SEOUL (AFP) - North Korea has been using satellite subterfuge to test parts of a so-called "monster" missile, analysts say, as it gears up for a sanctions-shattering launch ahead of a key domestic anniversary.
Pyongyang has conducted a record nine weapons tests so far this year, in what experts see as an effort to work through a laundry list of strategic weapons set out by leader Kim Jong Un.
One top priority is an intercontinental ballistic missile (ICBM) that can carry multiple warheads - the Hwasong-17, dubbed a "monster missile" and first unveiled at a parade in October 2020.
It has never been test-fired, but Washington said on Thursday (March 10) that Pyongyang had recently tested parts of it disguised as a satellite.
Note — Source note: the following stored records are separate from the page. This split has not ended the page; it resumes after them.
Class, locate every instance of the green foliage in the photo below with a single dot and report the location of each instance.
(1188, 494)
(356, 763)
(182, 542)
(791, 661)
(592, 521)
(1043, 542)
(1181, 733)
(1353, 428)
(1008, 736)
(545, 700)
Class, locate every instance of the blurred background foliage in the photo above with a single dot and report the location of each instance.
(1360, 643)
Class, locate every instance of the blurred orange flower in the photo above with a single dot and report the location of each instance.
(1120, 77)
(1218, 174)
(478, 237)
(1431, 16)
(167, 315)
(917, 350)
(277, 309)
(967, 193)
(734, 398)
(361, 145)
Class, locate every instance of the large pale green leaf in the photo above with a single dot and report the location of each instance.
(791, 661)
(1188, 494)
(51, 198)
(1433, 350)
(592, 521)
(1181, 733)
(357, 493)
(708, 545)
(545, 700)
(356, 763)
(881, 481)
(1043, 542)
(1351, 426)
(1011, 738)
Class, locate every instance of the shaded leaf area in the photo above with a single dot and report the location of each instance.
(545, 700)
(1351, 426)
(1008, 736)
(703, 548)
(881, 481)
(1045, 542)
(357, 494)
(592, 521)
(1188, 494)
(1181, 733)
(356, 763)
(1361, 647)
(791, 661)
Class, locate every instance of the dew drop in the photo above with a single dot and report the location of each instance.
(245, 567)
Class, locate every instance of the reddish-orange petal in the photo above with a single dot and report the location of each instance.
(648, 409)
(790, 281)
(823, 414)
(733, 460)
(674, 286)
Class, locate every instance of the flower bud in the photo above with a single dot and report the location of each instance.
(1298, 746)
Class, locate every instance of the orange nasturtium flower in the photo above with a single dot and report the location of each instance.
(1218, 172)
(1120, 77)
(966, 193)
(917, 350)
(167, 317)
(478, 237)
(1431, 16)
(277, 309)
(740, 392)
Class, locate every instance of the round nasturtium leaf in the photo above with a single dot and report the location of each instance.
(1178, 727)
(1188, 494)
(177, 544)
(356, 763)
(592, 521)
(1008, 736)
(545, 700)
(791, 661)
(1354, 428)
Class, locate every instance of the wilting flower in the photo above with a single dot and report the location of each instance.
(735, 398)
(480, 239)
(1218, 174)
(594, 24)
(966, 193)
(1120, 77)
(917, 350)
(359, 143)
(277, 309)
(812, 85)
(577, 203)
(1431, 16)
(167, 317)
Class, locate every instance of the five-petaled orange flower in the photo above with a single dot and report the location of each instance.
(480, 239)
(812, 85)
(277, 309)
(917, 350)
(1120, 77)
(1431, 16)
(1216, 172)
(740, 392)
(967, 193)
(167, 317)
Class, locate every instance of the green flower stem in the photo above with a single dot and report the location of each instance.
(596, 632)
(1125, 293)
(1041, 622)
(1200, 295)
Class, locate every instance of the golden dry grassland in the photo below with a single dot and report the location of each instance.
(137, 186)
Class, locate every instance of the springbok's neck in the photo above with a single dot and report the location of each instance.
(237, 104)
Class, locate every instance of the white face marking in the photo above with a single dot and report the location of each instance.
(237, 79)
North Korea has been observing a self-imposed moratorium on testing long range and nuclear weapons, but with talks stalled and sanctions still in place, it seems close to tearing it up.
"I think the moratorium is as good as over. We should expect to see a return to ICBM testing," said US-based security analyst Ankit Panda.
The tests of purported "reconnaissance satellite" components on Feb 27 and March 5 were likely the Hwasong-17, possibly the technology to "carry and deliver multiple warheads", he said.
"North Korea hasn't demonstrated the latter capability before, even if it has tested ICBMs capable of ranging the United States three times," he said.
Cycle of escalation
North Korea's renewed determination to test an ICBM comes at a delicate time in the region, with a new, more hawkish president, conservative Yoon Suk-yeol, set to take control in South Korea.
Yoon - who has threatened Pyongyang with a pre-emptive strike and promised to tell "rude boy" Kim to behave - looks set to take a hard line with the North after five years under dovish liberal President Moon Jae-in.
But this approach is likely to lead to a cycle of escalation that will ratchet up tensions, Yang Moo-jin, a professor at the University of North Korean Studies, told AFP.
Launches will be met with fresh sanctions, to which Pyongyang will likely respond by test-firing more weapons. North Korea paused its tests to "make room for diplomacy and avoid further sanctions", but always kept working on diversifying its missiles, said Leif-Eric Easley, a professor at Ewha University in Seoul.
Eventually, "in order to ensure accuracy and reentry capability, such weapons need to be tested", he said.
Masking these as satellite tests can help them to "buy time" to develop what they need to launch an ICBM, said Ahn Chan-il, a North Korean studies scholar, told AFP.
And Pyongyang has a clear deadline: North Korea will mark the 110th anniversary of the birth of founding leader and Kim's grandfather Kim Il Sung in April and likes to mark key domestic anniversaries with military parades or launches.
"It's very likely that North Korea is going to test-fire an ICBM on April 15 for Kim Il Sung's birthday," Ahn said.
Day of the Sun
By unmasking the purported satellite tests as an ICBM, Washington and Seoul are sending a clear warning to Pyongyang not to go ahead, said Hong Min, a researcher at the Korea Institute for National Unification.
But if Pyongyang wants to "master re-entry technology", it needs to conduct multiple tests, he said.
By using the cover of "space rockets", it is hoping to "minimise backlash from the international community", he said, adding that he agreed the next key launch will be around April 15 and tha more tests could follow.
North Korea's Kim was on Friday (March 11) reported to have visited the country's satellite test centre and called for it to be modernised and expanded.
But some analysts said that the US and South Korea were making too much of the recent tests, with Pyongyang entitled to develop peaceful satellite technology.
"If you are prohibited from having a kitchen knife just because there is a risk of you using it to kill someone, what would you do in the kitchen when you need to cook?" Cheong Seong-chang of the Centre for North Korea Studies at the Sejong Institute told AFP.